Why did he do it? The reason was made clear in a decision this past week from California Labor Commissioner Lilia Garcia-Brower. Although it would take another 18 months before Johnson came to a final agreement to direct Star Wars, he didn’t want to fork over 20 percent of his earnings from this prospectively lucrative project. Unfortunately for Dreyfuss, the move paid off for Johnson. The fired agent won’t be seeing a penny from The Last Jedi.
Since 2016, Dreyfuss has been seeking owed commissions from Johnson.
In reaction to a lawsuit, Johnson filed a petition before the California Labor Commissioner alleging “years of improper conduct” that required Dreyfuss to disgorge commissions already paid on projects including Pacific Rim and Godzilla as well as a declaration that nothing was owed for Star Wars.
Until he was terminated, Dreyfuss had represented Johnson at various firms, particularly at the Featured Artists Agency. Nevertheless, by 2011, Johnson was looking for more in his career. He hired the Creative Artists Agency as additional representation. Whether out of loyalty or some other reason, it took three years before Johnson would finally choose between the two. Until then, he was paying 10 percent commissions to each firm.
It was CAA that helped arrange meetings between Johnson and Kennedy — and that fact ultimately matters most of all.
The California Labor Commissioner heard arguments from Dreyfuss and FAA that various contractual riders applied to their relationship with a star client, but according to the decision — filed in Los Angeles Superior Court on Thursday — Garcia-Brower found nothing enforceable but an oral agreement governed by California’s regulations on talent agents. In particular, there’s an aspect of California code that only permits agents to recover oral agreement fees if they have a direct role in procuring a client’s work. Under this provision (§12002), agents can’t collect on commissions for any agreements not in effect at the time of termination.
The Labor Commissioner says that if Johnson actually had a written agreement with FAA, the “timing of FAA’s firing would be valuable evidence of bad faith,” but problematic for FAA — there wasn’t evidence it “would be owed a commission even if, arguendo, Mr. Johnson had not fired FAA and had continued to work solely through CAA to obtain the job.”
If there’s anything of comfort to Dreyfuss and FAA, they won’t have to turn over commissions already received from Johnson on other projects.
Johnson pointed to old franchise agreements between the Association of Talent Agents and his unions — the Directors Guild of America and the Writers Guild of America. Under those agreements, writers and directors can’t be required to pay more than 10 percent in commissions.
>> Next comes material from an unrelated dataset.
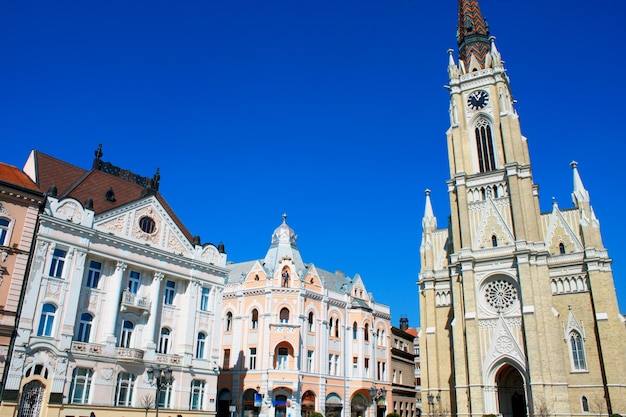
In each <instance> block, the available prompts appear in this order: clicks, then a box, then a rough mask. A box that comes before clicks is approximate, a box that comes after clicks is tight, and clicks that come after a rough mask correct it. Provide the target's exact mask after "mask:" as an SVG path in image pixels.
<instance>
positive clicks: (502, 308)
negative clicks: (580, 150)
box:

So if Johnson had to pay both CAA and FAA, this would mean double the cap.
The California Labor Commissioner notes that the “record is devoid of evidence that he was duped or coerced into paying each of his agents a 10% commission or that FAA failed to provide consideration for the commissions it received.”
But even if two talent agencies could legally be barred from collecting a 10 percent commission on the same project, Garcia-Brower rules there’s a lack of specificity in the record to make any determination or apply a rule where one agency would have to forfeit its fee.
Johnson was represented by Aaron Moss and Daniel Stone. Dreyfuss and Featured Artists Agency were represented by Randy Merritt.